Tom Penny and Tom Knox and a lot of other dudes pop in, but even in a more intensive rendering than is typical for some of these skaters, much of the vid flows by in a kind of fog left after the smouldering bomb crater left by Kyle Wilson, who commands the start of the vid. It’s a collision of black denim, hugely floated tricks, switch backside tailslides and switch heelflips and certain other decades-tested streetstyle standbys. Early on he’s rodeoing a wallie up onto a waist-high block, later hucking a big backside 180 at South Bank, swerving his landings all over the place. The molten, fiery core of this video part is a ledge line at dusk, when Kyle Wilson is pushing switchstance between blocks, a massive camo parka billowing around him, its hood liner easily the fuzziest seen on British shores since Brian Wenning switch backside smith grinded at Milton Keynes, its value likely rivaling Rob Welsh’s multi-payment plan Giants bomber. It is over in a few seconds and feels like it will reverberate for years.

Is Kyle Wilson the best skateboarder alive, as Slam City rhetoricizes? Why not? It is the fundamental question that comes up watching his roundly unimpeachable footage. Why not switch frontside noseslide a stupid tall ledge and then roll off some big drop? Why not blast a frontside flip as high as you possibly can before setting up for the stair set ahead? Why not politely explain to the young and sophisticated bicyclist that you need to jump that wall so you can crush the landing and shortly afterward firecracker partway down the stairs? Why not see how high you can pop that shaped deck? Why not give Ishod Wair competition for the world’s most coveted rollaway? Why not believe in a better season ahead?

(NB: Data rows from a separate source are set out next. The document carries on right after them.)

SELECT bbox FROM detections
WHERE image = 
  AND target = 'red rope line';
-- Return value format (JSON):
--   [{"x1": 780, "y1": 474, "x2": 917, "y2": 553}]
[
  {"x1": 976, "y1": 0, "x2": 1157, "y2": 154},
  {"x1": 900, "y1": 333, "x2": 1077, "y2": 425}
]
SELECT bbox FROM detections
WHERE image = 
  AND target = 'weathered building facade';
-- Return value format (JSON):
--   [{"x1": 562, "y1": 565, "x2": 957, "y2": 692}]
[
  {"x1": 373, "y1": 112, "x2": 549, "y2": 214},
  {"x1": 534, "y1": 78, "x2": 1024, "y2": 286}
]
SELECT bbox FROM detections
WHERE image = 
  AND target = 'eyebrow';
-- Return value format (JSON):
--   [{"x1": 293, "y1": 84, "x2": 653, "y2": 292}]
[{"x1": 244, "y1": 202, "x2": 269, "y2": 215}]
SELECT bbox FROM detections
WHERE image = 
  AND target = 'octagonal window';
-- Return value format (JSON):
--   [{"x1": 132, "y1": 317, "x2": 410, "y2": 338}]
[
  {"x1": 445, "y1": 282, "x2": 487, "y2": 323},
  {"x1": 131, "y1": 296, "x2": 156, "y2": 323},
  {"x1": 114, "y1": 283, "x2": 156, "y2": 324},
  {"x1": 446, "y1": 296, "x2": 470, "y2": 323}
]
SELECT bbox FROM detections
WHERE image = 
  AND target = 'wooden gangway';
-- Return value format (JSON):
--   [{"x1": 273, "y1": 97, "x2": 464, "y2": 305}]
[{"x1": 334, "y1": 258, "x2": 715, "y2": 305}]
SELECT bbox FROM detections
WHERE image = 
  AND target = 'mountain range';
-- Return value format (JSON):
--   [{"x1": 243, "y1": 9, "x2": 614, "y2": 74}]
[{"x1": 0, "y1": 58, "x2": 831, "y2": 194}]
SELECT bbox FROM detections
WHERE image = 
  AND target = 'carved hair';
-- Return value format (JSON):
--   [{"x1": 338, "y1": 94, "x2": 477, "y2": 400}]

Can a few minutes of incredible skate footage inject confidence and optimism not only into the tricks and session ahead, but prospects for the planet at large? Did you also catch similar vibes seeing the reinvigorated Fred Gall do a fakie ollie to noseblunt slide pop-in on a skatepark quarterpipe? How many cheap and easy payments might be required to secure a Kyle Wilson-cozy camo parka and, perhaps, peace for the House of Windsor? If web logging web sites were paid by the question mark could even the most meandering, run-on sentence typers drape themselves in fine, MLB-endorsed distressed leathers?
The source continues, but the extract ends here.